Pour moi, l’enseignement le plus utile à cet égard provient des premiers enseignements sur la moralité. Ce sont les trois préceptes purs, transmis de nombreuses générations et maintenant connus comme les trois principes du Peacemaker zen. Elles sont:

Ne sachant pas.
Étant Témoin
Prenant part.

Ne sachant pas, souffle après souffle, j’entre dans le mystère de la vie sans idée fixe de oui ou de non, ceci ou cela. Qui suis-je vraiment? Je rencontre mon sens du moi et mon identité en tant que possibilité. C’est ce qui se passe en ce moment, n’ayant rien à voir avec ce qu’on m’a dit ou avec ce que j’ai pensé jusqu’à présent.

Librement, je peux me reposer dans le nuage de l’inconnaissance. Ici tout est possible. Notre perspective n’a aucun point, mais tous les points; pas de «voie», mais toutes les voies. Nous ne sommes pas lié·e·s par nos vieilles idées du moi. Lorsque nous abordons la vie de cette position, nous abandonnons tout ce que nous savons et nous sommes souvent surpris·es de trouver une nouvelle réalité vibrante. Puis-je, à chaque instant, laisser  la possibilité de ce qui est maintenant émerger ?  pas hier ou demain?

Être témoin, d’un autre côté, apporte une multiplicité de perspectives. Ancré·e·s dans le « non-savoir », nous voyons avec des yeux neufs, ne prenant pas parti, mais témoins de la joie et de la souffrance autour de nous et en nous. Ceci aussi est ce que nous sommes.

Être témoin, c’est écouter sans idées préconçues, idées ou jugements. C’est écouter avec tout le cœur et l’esprit qui a expérimenté la profondeur de l’ignorance. C’est l’écoute d’Avalokitesvara, la bodhisattva qui entend les cris du monde. C’est écouter sans juger ni réagir. C’est écouter avec sincérité et ouverture d’esprit.

Nous écoutons si profondément que nous pouvons entendre ce que l’autre et les autres disent et aussi ce qui n’est pas dit. Juste en écoutant comme cela, nous soulageons beaucoup de souffrance. Nous sommes capables d’offrir empathie, compassion et sagesse à tous les êtres que nous rencontrons – à l’intérieur et à l’extérieur, en soi et les autres.

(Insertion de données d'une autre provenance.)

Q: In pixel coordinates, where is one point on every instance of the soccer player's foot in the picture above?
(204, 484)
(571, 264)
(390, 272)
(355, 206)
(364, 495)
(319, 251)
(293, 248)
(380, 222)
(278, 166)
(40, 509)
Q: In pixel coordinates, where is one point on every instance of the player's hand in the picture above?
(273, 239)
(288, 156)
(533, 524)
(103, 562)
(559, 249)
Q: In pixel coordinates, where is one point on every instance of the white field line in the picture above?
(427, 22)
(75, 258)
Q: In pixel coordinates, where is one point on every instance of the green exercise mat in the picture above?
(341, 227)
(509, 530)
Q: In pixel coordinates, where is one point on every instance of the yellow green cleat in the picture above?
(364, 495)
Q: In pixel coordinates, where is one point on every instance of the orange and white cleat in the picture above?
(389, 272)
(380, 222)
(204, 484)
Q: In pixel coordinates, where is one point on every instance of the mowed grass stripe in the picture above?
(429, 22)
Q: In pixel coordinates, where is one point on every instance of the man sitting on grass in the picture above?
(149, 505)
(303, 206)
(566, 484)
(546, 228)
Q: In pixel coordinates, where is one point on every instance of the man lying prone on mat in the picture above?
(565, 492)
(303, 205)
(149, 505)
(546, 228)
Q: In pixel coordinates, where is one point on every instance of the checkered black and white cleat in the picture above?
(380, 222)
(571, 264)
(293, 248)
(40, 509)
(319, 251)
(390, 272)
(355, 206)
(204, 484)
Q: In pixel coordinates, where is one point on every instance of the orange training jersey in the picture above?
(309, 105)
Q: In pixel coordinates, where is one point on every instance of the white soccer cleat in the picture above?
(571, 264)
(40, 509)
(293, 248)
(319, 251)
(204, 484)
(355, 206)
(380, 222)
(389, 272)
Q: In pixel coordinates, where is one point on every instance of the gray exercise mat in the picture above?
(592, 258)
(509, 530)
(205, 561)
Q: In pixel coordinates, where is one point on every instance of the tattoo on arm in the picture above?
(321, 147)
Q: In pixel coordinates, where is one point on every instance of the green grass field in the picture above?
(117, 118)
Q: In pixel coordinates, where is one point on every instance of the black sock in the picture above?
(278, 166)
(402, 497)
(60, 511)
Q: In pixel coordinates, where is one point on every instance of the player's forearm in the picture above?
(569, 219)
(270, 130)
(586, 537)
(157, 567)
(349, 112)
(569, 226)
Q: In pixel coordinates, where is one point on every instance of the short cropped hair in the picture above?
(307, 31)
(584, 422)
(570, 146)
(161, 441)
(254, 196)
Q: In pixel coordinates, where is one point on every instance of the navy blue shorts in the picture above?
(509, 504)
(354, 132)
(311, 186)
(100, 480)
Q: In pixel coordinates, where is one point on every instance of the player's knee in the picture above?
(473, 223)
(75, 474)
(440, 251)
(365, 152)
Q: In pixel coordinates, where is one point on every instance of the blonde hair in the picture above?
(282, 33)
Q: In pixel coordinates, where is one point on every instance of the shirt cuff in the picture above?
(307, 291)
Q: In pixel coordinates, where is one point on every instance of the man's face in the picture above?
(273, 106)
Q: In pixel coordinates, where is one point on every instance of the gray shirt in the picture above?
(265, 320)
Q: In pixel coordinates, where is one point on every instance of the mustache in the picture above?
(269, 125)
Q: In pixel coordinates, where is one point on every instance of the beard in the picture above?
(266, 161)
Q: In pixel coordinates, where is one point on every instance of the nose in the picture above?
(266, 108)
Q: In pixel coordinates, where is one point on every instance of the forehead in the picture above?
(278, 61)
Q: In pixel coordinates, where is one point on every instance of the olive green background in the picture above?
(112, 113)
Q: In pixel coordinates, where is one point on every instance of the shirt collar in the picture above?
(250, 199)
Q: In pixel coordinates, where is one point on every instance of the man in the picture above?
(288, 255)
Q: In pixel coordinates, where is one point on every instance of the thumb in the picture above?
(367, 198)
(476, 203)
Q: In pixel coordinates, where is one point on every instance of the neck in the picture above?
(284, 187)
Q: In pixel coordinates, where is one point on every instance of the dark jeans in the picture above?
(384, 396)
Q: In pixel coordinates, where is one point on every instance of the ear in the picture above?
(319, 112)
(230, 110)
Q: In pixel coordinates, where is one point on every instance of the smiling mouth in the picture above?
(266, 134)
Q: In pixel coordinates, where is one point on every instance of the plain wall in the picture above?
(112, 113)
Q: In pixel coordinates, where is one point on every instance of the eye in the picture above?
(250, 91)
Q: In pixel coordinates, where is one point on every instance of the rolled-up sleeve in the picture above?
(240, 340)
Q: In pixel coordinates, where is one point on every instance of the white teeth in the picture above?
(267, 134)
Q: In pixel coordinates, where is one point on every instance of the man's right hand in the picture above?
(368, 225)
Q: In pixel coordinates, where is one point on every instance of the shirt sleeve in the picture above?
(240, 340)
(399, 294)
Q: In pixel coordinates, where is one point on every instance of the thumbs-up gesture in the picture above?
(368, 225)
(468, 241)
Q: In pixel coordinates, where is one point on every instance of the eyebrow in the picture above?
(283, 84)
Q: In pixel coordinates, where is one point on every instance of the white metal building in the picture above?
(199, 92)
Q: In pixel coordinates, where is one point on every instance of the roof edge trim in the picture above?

Prendre part est alors aussi naturel qu’Avalokitesvara qui tend le bras pour sauver un enfant errant. C’est simplement une véritable réponse à ce qui est nécessaire. Basés sur la sagesse de ne pas savoir et d’être témoin, nous agissons de manière spontanée, holistique et avec compassion.

D’une certaine manière, nous pouvons considérer cela comme la tâche de nous libérer afin de pouvoir pleinement apprécier cette vie, de nous exprimer avec joie et de servir le monde. Qui alors est ce moi ? Il y a le moi qui s’intègre, comme dans le koan de Senjo; le moi qui coule avec les vagues changeantes de la réalité, comme la déesse dans le sutra; et le moi qui aborde la vie ordinaire avec la sagesse de ne pas savoir, d’être témoin et de prendre part.

Ces trois enseignements m’ont aidé à résoudre ma propre compréhension du moi et de son fonctionnement dans le monde. Au lieu de la honte et de la dissimulation, au lieu de la colère et de la frustration, j’ai trouvé réconfort et force. De cette façon, je peux être disponible pour le moi qui appelle à travers moi depuis le  Soi qui est tout l’espace et le temps.

Roshi Pat Enkyo O’hara est abbesse du Village Zendo à New York et est l’instructrice fondatrice de la Zen Peacemaker family.

Source Lion’s roar Juin 2018  Traduction Bouddhisme au féminin

LGTBIQ : lesbienne, gay, bisexuel·le, transgenre, intersexe ou queer.